Note to Steve: This task needs a lot of work to get ready for publication
Note: This task may seem abstract, but upon playing around with the structures various particular examples will emerge.
Many mathematical theories can be broken into sets $X$ of 'elements' $\{ x_1, x_2, x_3, \dots \}$ which can be combined using two different mathematical operations, which we can abstractly call $*$ and $\dagger$
In this problem we require that $a*b=b*a$ and $ a\dagger b = b\dagger a$ and that $a*b$ and $a\dagger b$ are contained in the set $X$ for every $a$ and $b$.
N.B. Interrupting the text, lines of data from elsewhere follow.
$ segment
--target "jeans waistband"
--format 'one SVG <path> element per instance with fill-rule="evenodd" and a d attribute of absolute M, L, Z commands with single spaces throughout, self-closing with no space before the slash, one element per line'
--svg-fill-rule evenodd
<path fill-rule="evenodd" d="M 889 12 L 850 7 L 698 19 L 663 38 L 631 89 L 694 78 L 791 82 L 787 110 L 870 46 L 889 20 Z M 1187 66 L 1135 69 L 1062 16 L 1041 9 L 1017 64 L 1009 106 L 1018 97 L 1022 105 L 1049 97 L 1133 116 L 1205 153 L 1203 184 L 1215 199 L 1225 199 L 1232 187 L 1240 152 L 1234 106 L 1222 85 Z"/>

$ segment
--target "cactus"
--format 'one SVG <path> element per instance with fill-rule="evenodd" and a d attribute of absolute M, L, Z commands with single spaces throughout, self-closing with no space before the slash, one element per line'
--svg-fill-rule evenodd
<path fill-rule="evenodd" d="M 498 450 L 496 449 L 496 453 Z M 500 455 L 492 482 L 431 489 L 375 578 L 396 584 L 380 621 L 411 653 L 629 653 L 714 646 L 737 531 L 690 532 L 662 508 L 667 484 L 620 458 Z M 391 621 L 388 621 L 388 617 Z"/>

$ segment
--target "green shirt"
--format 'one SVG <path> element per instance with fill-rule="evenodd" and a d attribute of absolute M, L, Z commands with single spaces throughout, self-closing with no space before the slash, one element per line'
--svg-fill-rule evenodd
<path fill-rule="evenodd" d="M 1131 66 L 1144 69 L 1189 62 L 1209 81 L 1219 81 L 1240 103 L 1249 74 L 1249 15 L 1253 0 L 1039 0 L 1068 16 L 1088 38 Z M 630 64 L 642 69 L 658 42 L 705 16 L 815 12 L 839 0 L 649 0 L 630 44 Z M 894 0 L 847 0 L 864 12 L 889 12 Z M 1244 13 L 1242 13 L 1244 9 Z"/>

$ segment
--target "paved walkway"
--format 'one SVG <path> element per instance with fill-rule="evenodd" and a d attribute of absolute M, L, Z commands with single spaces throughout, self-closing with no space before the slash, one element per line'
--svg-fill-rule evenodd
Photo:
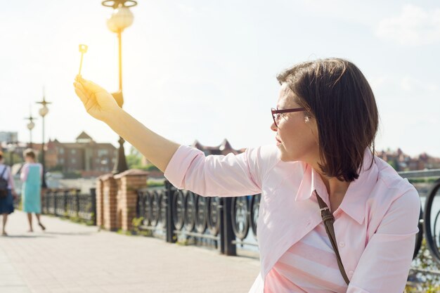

Can you invent (i.e. specify precisely in some way what goes to what) the properties of $*$ and $\dagger$ in which you can combine elements of these sets of objects:
$X_1 = \{0, 1\}$
$X_6 = \{0, 1, 2, 3, 4, 5, 6\}$
$X_7 = \{0, 1, 2, 3, 4, 5, 6, 7\}$
$\mathbb{N} = \{1, 2, 3, \dots\}$
$2$ by $2$ matrices - you can choose what sorts of elements are in each matrix.
Words (i.e. strings of letters) made from the letters $a$ and $b$.
For each invention can you find an element $a$ such that $a*b=b$ or $a\dagger b = b$ for every element $b$?